Su abuela también habla del naufragio que experimenta en su viaje a México, donde abrazaba el samovar ante el avenimiento de la tragedia. ¿Qué poesía encuentra en esta imagen?
Cuento eso en Cómo acercarse a la poesía y finalmente puedo completar toda la historia en Samovar. Para mí es una imagen muy conmovedora; me habla de la capacidad de sacar fuerza de la tragedia. Me habla de, si pensamos en la tragedia griega, el destino trágico que tiene el ser humano. Sabe que es un ser para la muerte, es un ser que va a morir, pero mientras tanto tiene que vivir. ¿Y cómo va a asumir la vida? Esa sí es su decisión. Su decisión no es si va a morir o no, el final ya lo sabe, pero en el transcurso de la vida es donde tienes que asumir cómo la vas a vivir. ¿Escondido tras los rincones como un ratón o la vas a vivir dando la cara? En la batalla de Aquiles con Héctor (durante la guerra de Troya) se ve perfectamente: Héctor sabe que va a morir ahí, trata de huir, de esconderse, pero finalmente sabe que tiene que cumplir el destino. Entonces ahí veo algo muy parecido: la mujer asiéndose del samovar porque ella quiere enfrentar de esa manera la vida, aferrada a sí misma. “Si yo me voy a morir está bien, pero me voy a morir con mi samovar porque eso es lo que soy”.
Por último, ¿sigue sintiendo la sonrisa de estas tres mujeres en la espalda como “si la acompañaran a la salida”?

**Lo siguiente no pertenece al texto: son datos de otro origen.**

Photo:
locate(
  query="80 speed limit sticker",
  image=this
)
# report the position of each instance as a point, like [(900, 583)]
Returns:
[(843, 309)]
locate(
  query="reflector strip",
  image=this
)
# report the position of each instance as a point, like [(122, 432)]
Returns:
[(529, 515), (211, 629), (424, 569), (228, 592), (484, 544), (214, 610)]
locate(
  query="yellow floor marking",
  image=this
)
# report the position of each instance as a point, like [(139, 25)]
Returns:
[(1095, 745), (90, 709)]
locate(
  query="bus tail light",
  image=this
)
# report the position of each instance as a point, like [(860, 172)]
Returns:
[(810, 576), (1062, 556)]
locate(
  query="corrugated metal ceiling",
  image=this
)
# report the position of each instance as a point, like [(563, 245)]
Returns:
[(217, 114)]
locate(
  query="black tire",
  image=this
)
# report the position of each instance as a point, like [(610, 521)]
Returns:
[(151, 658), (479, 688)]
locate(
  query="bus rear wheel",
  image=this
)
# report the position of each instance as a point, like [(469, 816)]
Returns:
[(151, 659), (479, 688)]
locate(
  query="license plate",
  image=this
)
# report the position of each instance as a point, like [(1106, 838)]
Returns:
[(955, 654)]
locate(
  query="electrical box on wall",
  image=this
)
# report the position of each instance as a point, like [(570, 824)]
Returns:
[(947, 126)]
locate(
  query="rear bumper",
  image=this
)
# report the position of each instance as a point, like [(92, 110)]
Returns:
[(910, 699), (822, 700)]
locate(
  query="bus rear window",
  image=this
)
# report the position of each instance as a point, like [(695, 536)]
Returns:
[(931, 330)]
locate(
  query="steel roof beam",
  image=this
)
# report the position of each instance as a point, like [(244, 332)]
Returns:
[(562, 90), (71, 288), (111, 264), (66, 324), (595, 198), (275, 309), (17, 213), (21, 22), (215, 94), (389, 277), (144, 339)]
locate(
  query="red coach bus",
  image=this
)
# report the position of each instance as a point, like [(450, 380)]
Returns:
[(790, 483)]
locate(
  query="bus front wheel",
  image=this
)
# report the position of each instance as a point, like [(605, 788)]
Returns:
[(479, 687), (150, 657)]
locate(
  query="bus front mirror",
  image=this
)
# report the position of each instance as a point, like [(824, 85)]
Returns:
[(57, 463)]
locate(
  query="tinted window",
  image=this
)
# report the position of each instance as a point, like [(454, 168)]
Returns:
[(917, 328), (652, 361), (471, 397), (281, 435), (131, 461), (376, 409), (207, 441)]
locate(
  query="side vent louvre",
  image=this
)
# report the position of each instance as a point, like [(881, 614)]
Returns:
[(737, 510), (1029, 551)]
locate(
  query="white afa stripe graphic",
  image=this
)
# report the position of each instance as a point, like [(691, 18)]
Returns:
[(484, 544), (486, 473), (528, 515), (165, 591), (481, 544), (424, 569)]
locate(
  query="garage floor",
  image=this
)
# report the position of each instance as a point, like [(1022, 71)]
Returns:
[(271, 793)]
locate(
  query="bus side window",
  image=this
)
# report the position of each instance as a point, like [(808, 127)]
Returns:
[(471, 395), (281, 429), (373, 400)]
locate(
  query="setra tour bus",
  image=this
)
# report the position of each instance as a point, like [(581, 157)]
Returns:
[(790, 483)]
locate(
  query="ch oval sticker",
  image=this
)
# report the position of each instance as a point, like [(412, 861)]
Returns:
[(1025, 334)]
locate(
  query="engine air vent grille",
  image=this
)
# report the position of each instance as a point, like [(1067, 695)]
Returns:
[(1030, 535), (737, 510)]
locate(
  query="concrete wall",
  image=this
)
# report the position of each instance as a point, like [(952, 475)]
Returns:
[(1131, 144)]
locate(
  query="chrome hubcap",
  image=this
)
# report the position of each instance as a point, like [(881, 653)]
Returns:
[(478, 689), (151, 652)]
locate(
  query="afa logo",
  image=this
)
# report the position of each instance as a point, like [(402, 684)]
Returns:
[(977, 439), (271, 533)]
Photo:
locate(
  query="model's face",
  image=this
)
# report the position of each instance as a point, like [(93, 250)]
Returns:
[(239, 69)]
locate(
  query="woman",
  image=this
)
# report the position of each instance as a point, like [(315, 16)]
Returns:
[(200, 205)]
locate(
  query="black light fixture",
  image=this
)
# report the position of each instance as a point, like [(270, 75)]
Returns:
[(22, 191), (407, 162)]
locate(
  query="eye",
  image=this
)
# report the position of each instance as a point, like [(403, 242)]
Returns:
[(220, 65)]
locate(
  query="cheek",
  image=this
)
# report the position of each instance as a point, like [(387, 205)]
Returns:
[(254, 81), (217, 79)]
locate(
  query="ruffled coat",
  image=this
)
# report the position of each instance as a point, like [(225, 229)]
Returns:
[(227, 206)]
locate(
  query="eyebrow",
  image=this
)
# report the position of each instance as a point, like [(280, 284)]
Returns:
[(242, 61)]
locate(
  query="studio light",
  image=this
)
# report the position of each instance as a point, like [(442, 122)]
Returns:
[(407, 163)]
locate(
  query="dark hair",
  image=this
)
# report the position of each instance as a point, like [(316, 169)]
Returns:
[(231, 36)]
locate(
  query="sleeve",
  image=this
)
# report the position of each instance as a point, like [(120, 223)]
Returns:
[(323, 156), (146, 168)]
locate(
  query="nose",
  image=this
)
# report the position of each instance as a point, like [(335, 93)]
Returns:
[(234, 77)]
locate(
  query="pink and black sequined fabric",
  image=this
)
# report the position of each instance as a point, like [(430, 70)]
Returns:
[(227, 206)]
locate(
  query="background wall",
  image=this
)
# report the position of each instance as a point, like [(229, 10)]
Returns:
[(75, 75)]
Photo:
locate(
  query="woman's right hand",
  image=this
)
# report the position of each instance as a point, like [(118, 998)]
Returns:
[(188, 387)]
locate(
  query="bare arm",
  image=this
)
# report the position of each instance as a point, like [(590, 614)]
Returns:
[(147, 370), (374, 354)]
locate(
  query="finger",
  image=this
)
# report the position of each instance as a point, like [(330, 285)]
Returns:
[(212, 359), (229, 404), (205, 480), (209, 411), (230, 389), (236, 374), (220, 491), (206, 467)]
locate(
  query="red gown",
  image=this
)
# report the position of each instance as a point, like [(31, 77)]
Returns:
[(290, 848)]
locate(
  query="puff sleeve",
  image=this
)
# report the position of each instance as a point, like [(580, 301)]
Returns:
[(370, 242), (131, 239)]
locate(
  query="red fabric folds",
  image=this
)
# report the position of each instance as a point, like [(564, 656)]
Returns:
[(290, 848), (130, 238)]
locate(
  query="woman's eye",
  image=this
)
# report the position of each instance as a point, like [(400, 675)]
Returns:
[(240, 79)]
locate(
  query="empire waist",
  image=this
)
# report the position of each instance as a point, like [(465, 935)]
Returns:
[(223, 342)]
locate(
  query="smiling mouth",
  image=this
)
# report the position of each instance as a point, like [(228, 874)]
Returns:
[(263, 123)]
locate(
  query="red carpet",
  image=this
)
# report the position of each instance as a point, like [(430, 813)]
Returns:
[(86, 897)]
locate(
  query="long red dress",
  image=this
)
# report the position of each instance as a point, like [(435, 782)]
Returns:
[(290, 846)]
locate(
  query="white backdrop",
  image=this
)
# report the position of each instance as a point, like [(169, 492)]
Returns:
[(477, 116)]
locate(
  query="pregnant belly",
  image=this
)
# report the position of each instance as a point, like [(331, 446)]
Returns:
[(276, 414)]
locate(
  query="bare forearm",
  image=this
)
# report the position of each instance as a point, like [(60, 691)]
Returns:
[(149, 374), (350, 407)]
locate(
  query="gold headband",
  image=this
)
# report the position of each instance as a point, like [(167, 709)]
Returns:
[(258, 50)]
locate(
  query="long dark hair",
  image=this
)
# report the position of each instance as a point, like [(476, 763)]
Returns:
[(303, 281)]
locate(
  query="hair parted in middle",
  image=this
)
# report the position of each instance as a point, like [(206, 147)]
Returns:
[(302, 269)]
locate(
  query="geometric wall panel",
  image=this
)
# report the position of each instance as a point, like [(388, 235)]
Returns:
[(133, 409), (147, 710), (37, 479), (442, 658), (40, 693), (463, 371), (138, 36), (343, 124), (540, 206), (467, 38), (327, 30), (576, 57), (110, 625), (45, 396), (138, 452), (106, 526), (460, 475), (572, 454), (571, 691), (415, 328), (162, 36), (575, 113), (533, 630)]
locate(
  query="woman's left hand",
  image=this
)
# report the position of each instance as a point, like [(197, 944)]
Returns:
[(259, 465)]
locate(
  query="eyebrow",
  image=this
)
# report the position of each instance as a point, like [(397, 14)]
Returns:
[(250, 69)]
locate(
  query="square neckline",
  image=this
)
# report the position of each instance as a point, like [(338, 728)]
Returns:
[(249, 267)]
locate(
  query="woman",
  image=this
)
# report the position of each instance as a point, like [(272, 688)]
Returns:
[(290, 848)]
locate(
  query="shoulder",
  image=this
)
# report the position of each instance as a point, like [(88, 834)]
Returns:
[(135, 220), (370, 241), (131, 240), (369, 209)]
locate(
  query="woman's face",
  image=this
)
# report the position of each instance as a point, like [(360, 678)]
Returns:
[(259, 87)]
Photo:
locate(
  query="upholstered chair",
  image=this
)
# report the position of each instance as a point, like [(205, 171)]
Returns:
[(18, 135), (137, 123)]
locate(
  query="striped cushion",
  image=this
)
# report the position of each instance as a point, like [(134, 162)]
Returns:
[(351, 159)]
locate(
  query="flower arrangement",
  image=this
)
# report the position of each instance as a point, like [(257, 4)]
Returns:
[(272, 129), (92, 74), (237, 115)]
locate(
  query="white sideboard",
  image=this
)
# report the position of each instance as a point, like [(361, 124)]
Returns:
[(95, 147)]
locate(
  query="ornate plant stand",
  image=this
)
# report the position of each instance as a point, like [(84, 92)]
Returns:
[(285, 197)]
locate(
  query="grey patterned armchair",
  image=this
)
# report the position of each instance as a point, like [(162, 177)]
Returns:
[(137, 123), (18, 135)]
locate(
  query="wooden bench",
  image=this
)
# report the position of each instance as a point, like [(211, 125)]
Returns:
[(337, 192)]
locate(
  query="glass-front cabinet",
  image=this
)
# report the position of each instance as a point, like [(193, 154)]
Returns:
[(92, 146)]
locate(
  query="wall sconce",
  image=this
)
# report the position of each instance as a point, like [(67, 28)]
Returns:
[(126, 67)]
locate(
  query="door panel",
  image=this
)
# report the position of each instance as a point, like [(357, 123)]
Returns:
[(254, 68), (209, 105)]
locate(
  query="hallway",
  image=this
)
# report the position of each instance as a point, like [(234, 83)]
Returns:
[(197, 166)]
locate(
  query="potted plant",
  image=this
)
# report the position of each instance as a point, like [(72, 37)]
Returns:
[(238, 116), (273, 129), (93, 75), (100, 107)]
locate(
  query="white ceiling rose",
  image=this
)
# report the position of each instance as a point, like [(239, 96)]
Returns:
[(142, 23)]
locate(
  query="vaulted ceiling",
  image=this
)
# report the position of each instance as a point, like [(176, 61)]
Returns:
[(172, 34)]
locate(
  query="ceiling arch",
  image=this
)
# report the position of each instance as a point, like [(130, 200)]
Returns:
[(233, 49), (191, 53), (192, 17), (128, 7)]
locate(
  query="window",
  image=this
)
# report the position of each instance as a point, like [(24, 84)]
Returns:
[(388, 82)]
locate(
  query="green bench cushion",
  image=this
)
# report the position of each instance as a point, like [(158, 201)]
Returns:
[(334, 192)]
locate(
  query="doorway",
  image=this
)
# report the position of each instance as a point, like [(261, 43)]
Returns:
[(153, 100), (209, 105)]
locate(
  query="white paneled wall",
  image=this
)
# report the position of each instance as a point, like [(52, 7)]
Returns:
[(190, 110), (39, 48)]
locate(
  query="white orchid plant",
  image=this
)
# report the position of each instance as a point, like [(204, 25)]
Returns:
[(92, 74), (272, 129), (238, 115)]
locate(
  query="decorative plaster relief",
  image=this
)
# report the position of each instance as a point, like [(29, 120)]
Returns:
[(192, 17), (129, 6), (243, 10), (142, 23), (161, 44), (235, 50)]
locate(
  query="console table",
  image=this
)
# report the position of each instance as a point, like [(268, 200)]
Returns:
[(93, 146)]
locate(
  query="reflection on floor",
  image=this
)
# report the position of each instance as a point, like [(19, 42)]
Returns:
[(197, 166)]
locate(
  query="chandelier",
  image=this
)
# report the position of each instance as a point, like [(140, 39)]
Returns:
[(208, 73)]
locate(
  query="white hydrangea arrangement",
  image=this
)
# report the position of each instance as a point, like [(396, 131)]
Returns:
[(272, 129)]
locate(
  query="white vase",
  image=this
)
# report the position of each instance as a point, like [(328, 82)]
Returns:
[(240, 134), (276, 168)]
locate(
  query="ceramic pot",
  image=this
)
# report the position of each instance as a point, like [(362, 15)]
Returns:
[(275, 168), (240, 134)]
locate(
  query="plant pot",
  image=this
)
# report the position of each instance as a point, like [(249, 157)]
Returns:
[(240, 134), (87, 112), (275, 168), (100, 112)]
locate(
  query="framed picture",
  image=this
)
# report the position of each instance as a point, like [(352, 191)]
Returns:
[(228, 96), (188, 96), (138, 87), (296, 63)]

¡Ay, sí! Esas tardes de sol, ese té, las galletas, las sonrisas, ¡los pleitos! ¡Yo disfrutaba esos pleitos! Los disfrutaba tanto que yo sí me siento enamorada de esas mujeres y las traigo conmigo, ahora más que nunca, ahora que salió la novela y que sé que la están leyendo. Mira, haz de cuenta que se me van apareciendo y me siento acompañada. Ya cuando murieron mis abuelos, murieron mis padres, sientes que eres el mayor, la persona mayor a la que le toca, la que les hace la fila. Y te sientes sobre todo huérfano, una orfandad terrible; ya no tienes a quién recurrir, más bien tienes hijos que recurren a ti, pero tú también quieres el abrazo. Entonces, ahora me están acompañando más que nunca. Me siento muy abrazada por todas ellas.